Sales also went down for the fifth consecutive month, with a net balance of -22% during the period, lower than the -13% in July. RICS said the latest feedback implies that this downward trend is becoming further entrenched.

Sales predictions for the three months ahead also slipped further into negative territory, while expectations for 12 months ahead are the most downbeat they have been since the series began in 2012.

Average stock levels on estate agents’ books plunged to an all-time low of 34 homes per branch. This lack of supply, RICS noted, has been a crucial factor in underpinning growth in house prices.

Read more: Halifax reveals the latest on UK house prices.

A net balance of 53% reported an increase in house prices in August, down from 62% in July, but still way above the long-term average of 13%. However, 12-month price expectations have declined, from a net balance of 78% back in February to just 3% in the latest results.

Tarrant Parsons, senior economist at RICS, said concerns over the economic backdrop and rising interest rates continue to take their toll on market momentum, with strong activity early in the year now giving way to a more subdued picture.

“Given projections for the UK economy point to a potential recession emerging towards the end of 2022, respondents envisage housing sales continuing to slip in the coming months,” Parsons noted. “For the time being at least, the lack of stock available on the market is still providing support to house prices, which continue to rise, even if the pace of growth has cooled over recent months.”

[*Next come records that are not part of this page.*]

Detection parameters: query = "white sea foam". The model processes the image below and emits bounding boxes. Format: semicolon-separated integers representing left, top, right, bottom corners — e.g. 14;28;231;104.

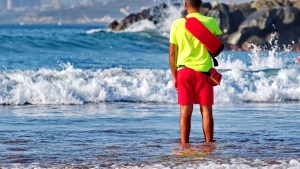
3;159;300;169
0;58;300;105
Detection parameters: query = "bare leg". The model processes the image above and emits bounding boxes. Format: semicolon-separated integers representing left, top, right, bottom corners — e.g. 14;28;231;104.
180;105;193;146
200;106;214;142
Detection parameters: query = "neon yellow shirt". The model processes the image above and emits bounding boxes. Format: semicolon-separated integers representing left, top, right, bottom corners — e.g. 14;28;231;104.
170;13;222;72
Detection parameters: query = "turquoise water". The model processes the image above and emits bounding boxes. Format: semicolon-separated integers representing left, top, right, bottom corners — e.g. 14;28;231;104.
0;25;300;168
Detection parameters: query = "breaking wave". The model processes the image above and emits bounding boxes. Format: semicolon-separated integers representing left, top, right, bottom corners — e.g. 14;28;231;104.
0;54;300;105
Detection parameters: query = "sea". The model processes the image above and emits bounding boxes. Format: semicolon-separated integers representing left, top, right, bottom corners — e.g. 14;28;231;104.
0;4;300;169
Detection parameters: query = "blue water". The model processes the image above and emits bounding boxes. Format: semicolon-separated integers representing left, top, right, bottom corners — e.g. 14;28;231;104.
0;25;300;168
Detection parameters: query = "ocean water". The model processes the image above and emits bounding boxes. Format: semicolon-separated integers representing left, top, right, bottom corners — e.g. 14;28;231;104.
0;7;300;169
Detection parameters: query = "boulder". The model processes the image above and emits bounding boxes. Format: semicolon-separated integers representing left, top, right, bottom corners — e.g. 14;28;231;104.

Tomer Aboody, director of property lender MT Finance, agreed that the simple economic equation of supply and demand is maintaining steep house prices, adding that ready buyers are still looking to make a move and take advantage before interest rates rise even higher.

“With so much uncertainty set to come over the next 12 to 24 months, the market will start to stabilise but whether there is a crash remains to be seen,” he said. “There would need to be high sales volumes at lower prices for that to happen but with inflation rising there will be worried homeowners who bought in the past few years. Let’s hope Liz Truss’s appointment results in some quick assistance to manage the pain.”

For Jeremy Leaf, north London estate agent and former RICS residential chairman, it is becoming increasingly clear that the shortage of stock not only continues to support prices, but also disguises the impact of the rising cost-of-living on the rest of the market.

“Another problem is that demand can disappear if not satisfied fairly quickly so prices may soften further,” Leaf remarked. “Nevertheless, we’re not seeing widespread renegotiations or buyer withdrawals so don’t expect a significant correction yet, although the market is certainly more price sensitive than a few months ago.”